El comentario más generalizado en estos iniciales días de la primera semana del año con conciencia activada es: «vuelta a la normalidad». Después de los excesos repetidos cada fin de añada -no tenemos enmienda-, el deseo de hallar de nuevo la moderación se nos presenta como un bálsamo restaurador ante tanto bullicio jaranero aunque la metamorfosis sea intensa pero corta como el pesar de los despedidos.

Hablar del retorno a la calma después de esta vorágine festiva tan solo lo podemos circunscribir a nuestro entorno más personal y doméstico ya que en el ámbito local, autonómico y nacional la turbación -tras el paréntesis de la Natividad- se encuentra en niveles muy álgidos: la frustración por el cierre de La Cónsula; el PP-A exigiéndole a la presidenta de la Junta que se decante por su futuro político; el caso Nóos y la presunta exoneración de la hermana del Rey; la presentación del nuevo presidente de la Generalitat; la marcha de Arturo Mas y la alargada sombra del independentismo enmarcan estas incipientes jornadas sombreando un paisaje socio político muy enrarecido.

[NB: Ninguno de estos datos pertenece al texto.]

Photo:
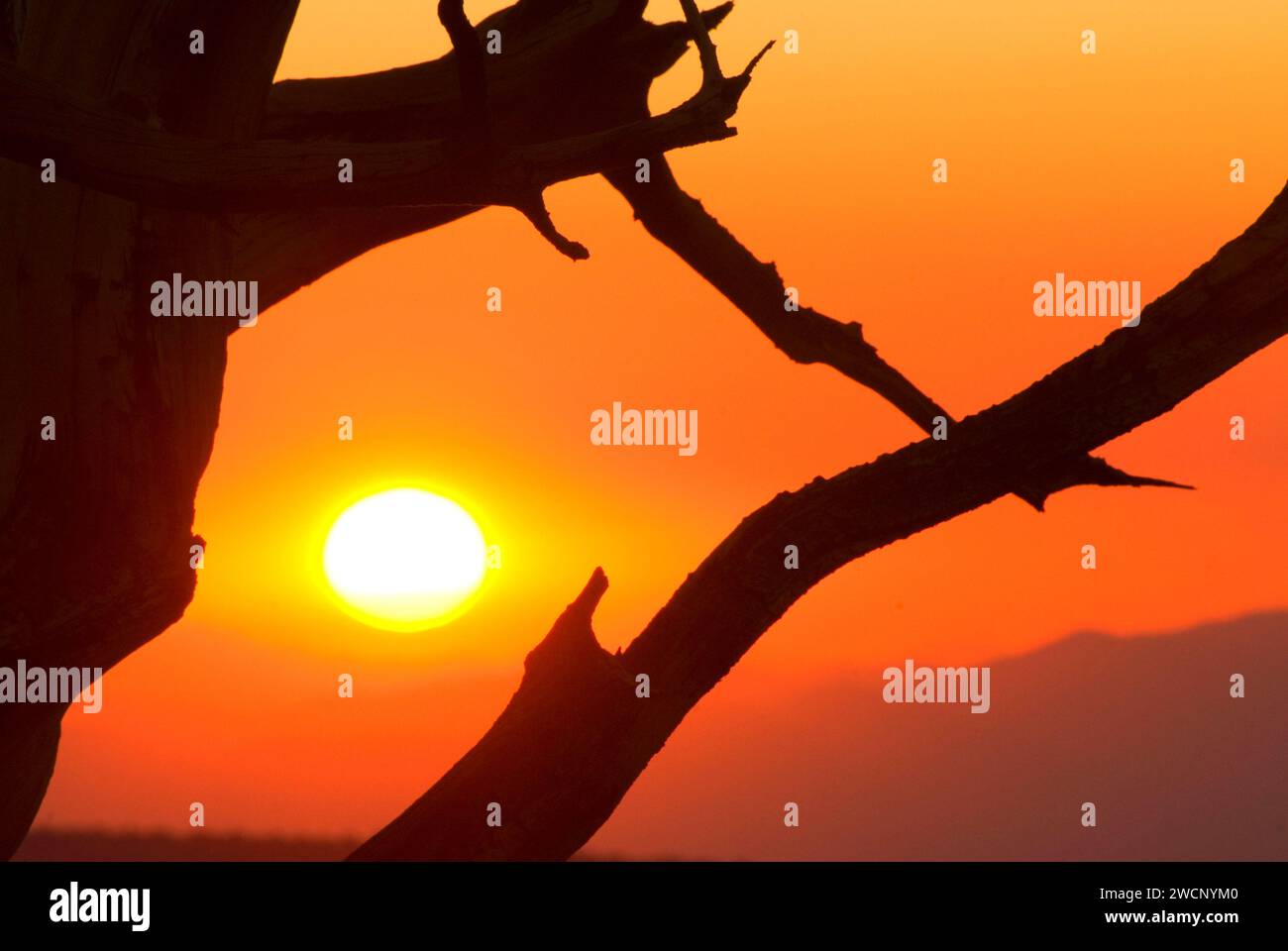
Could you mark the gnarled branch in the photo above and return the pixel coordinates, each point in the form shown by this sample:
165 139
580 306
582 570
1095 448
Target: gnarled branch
575 736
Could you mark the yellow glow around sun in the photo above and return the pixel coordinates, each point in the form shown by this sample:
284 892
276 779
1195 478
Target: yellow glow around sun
404 560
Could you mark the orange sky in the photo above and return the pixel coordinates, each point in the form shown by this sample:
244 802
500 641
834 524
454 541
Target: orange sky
1106 166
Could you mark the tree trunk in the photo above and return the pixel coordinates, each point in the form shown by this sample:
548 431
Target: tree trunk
97 523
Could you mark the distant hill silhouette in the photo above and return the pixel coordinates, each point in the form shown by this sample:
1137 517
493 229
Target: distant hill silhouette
97 844
1141 726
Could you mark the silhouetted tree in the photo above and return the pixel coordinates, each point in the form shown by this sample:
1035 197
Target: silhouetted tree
170 161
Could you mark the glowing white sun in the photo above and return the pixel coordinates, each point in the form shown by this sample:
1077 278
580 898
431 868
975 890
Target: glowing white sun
404 560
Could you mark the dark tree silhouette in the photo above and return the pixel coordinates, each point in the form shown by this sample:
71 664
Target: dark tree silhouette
202 165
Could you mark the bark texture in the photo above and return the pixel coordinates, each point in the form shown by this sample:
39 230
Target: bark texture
171 162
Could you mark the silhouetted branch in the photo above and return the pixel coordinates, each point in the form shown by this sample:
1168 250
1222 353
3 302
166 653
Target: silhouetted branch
585 67
134 161
682 223
576 735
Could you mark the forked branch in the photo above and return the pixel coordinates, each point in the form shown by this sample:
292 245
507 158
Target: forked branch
576 736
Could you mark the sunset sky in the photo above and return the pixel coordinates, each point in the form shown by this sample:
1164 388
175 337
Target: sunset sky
1108 166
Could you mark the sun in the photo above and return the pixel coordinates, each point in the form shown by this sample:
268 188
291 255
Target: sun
404 560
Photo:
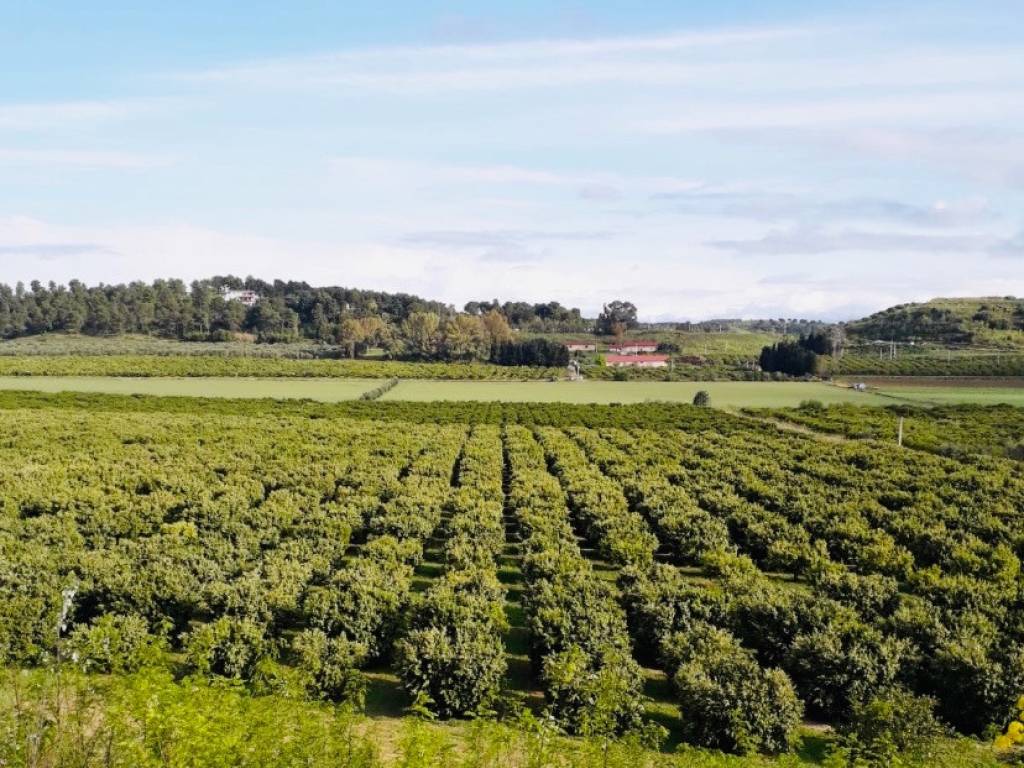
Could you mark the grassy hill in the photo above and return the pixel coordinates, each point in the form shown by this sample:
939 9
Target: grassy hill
996 322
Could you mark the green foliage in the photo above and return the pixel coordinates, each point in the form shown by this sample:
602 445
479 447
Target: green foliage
593 692
947 430
115 644
230 647
729 701
889 725
204 366
845 663
331 666
284 550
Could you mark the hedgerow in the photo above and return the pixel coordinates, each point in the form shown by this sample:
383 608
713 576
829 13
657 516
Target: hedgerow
155 366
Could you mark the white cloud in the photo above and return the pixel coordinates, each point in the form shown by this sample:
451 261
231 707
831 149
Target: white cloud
68 114
80 159
500 66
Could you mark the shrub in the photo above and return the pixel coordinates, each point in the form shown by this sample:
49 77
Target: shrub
598 693
729 701
842 664
452 653
230 647
115 643
330 666
892 722
459 668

Según el filósofo Zygmunt Bauman, autor de Múltiples culturas, una sola humanidad (Katz editores) y El arte de la vida (Paidós), la presunta unión indisoluble de poder y política está terminando con perspectivas de divorcio. La soberanía está sin ancla y en flotación libre. Los Estados se encuentran en situación de compartir la compañía conflictiva de aspirantes a, o presuntos sujetos soberanos siempre en pugna y competencia. Frente a tal coyuntura tan siniestra, nos consolamos con la relectura de los cuentos de Charles Perrault e imaginemos un final feliz entre ogros, lobos y nosotros, los pulgarcitos. Intenten volver a la normalidad.